Saturday, September 21, 2013

Red Sox in Cooperstown Pt. 11: Rick Ferrell

Years with Boston: 1933-1937 (.302/.394/.410, 16 home runs, 240 RBIs)
Best Year in Boston: 1936 (.312/.406/.461, 8 home runs, 55 RBIs, 65 walks, 17 strikeouts)
Rick Ferrell is one of the more controversial selections for the Baseball Hall of Fame.  He was not a bad hitter for a catcher, in fact he was probably one of the better contact-hitting catchers of the time.  But he was not all that special either.  It is more likely that he was a great defensive catcher, but his statistics do not really show that much either.  Ferrell's career numbers reflect a .281/.378/.363 line, which is decent, other than the slugging percentage, for a catcher.

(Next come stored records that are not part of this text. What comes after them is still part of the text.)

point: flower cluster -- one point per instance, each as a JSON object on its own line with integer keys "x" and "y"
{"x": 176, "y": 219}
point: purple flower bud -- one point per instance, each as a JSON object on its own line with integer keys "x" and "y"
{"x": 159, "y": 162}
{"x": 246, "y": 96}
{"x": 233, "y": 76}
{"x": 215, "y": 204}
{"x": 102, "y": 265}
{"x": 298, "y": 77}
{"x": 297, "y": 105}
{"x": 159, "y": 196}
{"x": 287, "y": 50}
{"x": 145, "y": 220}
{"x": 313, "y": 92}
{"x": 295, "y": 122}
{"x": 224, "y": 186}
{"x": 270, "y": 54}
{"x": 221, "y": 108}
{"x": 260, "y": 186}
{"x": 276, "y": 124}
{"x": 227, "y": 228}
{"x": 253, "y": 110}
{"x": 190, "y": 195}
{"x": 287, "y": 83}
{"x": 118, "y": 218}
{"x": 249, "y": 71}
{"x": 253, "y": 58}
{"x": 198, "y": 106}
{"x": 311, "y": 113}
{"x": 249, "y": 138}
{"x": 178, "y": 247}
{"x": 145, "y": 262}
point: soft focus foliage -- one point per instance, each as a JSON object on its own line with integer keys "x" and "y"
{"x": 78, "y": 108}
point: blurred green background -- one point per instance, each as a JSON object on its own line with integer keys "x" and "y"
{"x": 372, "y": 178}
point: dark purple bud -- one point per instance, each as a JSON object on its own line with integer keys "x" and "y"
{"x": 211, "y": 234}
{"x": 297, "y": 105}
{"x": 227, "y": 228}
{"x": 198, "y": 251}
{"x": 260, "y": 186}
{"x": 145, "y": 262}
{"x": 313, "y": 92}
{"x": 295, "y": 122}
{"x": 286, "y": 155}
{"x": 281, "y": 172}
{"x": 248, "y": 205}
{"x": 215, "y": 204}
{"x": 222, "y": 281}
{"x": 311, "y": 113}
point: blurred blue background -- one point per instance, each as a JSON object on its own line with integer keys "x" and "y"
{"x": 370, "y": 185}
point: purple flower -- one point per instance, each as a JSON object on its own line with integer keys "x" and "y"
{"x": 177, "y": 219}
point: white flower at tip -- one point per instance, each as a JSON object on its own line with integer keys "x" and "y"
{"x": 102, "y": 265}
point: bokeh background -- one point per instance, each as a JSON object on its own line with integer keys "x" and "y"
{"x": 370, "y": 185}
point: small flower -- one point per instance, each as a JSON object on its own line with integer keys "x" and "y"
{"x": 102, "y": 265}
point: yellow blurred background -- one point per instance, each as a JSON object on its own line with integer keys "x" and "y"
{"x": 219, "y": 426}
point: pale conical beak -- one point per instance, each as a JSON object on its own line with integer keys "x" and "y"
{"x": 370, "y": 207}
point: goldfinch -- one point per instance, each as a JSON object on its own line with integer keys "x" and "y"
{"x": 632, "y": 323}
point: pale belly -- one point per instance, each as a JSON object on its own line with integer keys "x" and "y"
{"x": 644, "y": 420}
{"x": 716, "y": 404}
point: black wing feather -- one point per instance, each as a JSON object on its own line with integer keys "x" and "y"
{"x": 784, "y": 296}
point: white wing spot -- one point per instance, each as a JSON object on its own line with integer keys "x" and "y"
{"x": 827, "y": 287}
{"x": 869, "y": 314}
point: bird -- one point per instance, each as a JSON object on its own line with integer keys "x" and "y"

Ferrell's numbers with Boston though are fairly impressive.  His .302/.394/.410 line is strong for a catcher, though a lot of this could be attributed to playing in a hitters' park.  Ferrell was one of the early stars that Tom Yawkey picked up upon buying the franchise and trying to turn it around.  He was the first of four eventual Hall of Famers Yawkey acquired.  Ferrell made an immediate impact on the team with his contact-hitting ability and high on-base percentages.  He also rarely struck out.  The most Ferrell struck out in any one season was 23.  He typically walked three times more often than he struck out.  Ferrell was an All Star three times with the Red Sox.  He lead the league in 1935 with a 59% caught stealing percentage and typically was high among the league leaders.

Ferrell was a decent catcher for his time period, but his selection to the Hall of Fame is controversial.  His seasons in Boston definitely increase his career numbers to more tolerable levels, but despite his often high on-base percentages, Ferrell had very little power.  His career high in home runs was just eight.  Ferrell is wearing a Red Sox cap on his plaque in Cooperstown.